The street where Relae resides is all cute shops, coffee stops, and bicycles.
TONS of bicycles.
Relae offers a four and a seven course meal each day. Of course, I went into this splurge lunch thinking that I was in for all seven courses…until…everyone around me ordered just four. I thought to myself that I would save the funds, get a taste, and stick to just four as well. That’s what I ordered. And when I expressed to my waiter that I’d also like to have the wine pairings, something got lost in translation and I ended up with seven courses and an odd wine/juice/beer pairing. Mmmk. While this is what I originally had in my head, once I realized that I could be smarter about the experience I was rather annoyed with the large (caloric and cash) snafu. How does this happen when there are two options??
So, rather than recite back to you exactly what I ate, per the menu that I was thoughtfully sent home with for likely just this purpose, I thought I’d give you a sample of how I actually felt about each dish, veiled with the snafu mentioned above.
My table was very cute and simple with a drawer full of flatware. As a solo lady, I wish they would have asked me if I’d like to sit at the bar that overlooked the kitchen, but they did not.
A waitress asked me if I’d like a glass of bubbly to start. Well, yes of course! (I would later find out that this was not part of the insanely expensive lunch and wine pairing. This was uncharmingly its own line item. Just build it into the menu price already). It was served with a deep-fried shallot and an awful lot of dipping sauce. Anything fried is always good and the steaming shallot on the inside was just that, steaming hot.
Next came olive oil from Italy and some sourdough from the sister bakery which was chewy, funky, and delightful.
Next up was some beans in a pea green puree. Fine.
Then, there was mackerel topped with cucumber and salt. This surprised me and was fantastic.
Followed by the most surprising dish – shrimp salad. Full on eyes, legs, roe, guts antena, or who knows what. They looked SO unappealing to me, but were absolutely delish. Something akin to kettle corn, sweet, but savory, just a little crunchy. I tried not to think about the eyes and slugged wine after each one.
Then, there was a grilled lettuece. Mmmk.
Followed by a strange green sandwich of sweet squash with green goop in the middle and on the sides. Like a macaron you wouldn’t really want. The flavors were soft, I just didn’t see a point to this stack of squash other than fiber.

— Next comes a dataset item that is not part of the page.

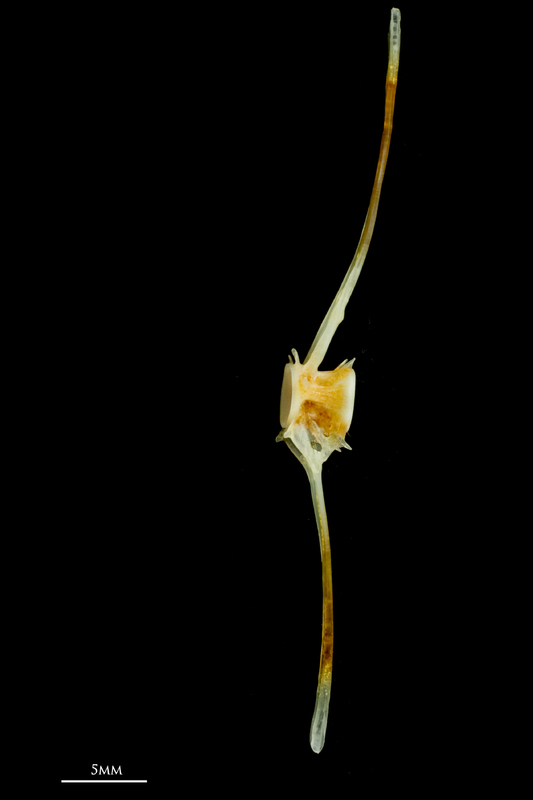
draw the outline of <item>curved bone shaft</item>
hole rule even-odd
[[[381,148],[379,151],[378,167],[374,179],[374,187],[370,197],[370,205],[366,215],[365,224],[357,250],[348,267],[348,272],[341,284],[341,288],[331,304],[331,307],[324,317],[311,348],[303,361],[304,364],[312,364],[315,368],[322,363],[327,349],[333,339],[333,335],[340,323],[344,319],[344,310],[348,300],[355,288],[355,284],[361,274],[366,254],[370,246],[370,240],[374,233],[374,225],[378,213],[381,186],[385,176],[385,167],[389,155],[390,141],[392,136],[392,118],[394,116],[394,101],[396,99],[396,86],[398,83],[398,67],[400,64],[400,11],[397,8],[391,10],[391,20],[389,29],[389,65],[387,69],[387,82],[385,94],[385,123],[383,135],[381,137]]]
[[[326,739],[329,700],[331,697],[331,675],[333,667],[333,582],[331,576],[331,547],[329,543],[328,519],[322,490],[322,472],[308,470],[313,507],[315,509],[320,555],[322,558],[322,649],[316,692],[315,711],[311,722],[310,743],[315,753],[320,753]]]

There were some new baby potatoes (’twas the season) with barley in some thick broth. This was really delicious.
The main was a pile of plants that grow by the ocean and an ounce or so of lamb that grazed on them. The dish was fine, if anything the lamb was surprizingly flavorless and the leaves quite succulent. My friend who’d been here recently said her lamb was so tough that she spit it out in the bathroom, which just made me laugh. I was merely underwhelmed.
There was also some fennel – I think that’s what this was.
Then, there was a cheese made of almond milk and wrapped in lettuce leaves. The cheese and almond crackers were fantastic – there was just far too much of it for one person.
Then, came a bowl of smashed up cherries as a pre-dessert. OK. Not my favorite fruit, but I guess it was cherry season.
Real dessert came with some sparkling beer-type sweet drink. Ick. And dessert itself was wonderful. Another red fruit base with the most wonder topping. I was surprised the two courses looked so much alike, but this one was far superior.
That was it. That was Relae. Two and a half hours and about two and a half hunddos later, I’d just eaten alone at one of the top fifty restos in the world. It was definitely an experience, but honestly, I’d say it probably won’t make your top 50 resto experiences, let alone top 50 in the universe. Funnily enough, my friend came to the same conclusion. Take our advice and give elsewhere in Copenhagen a try first.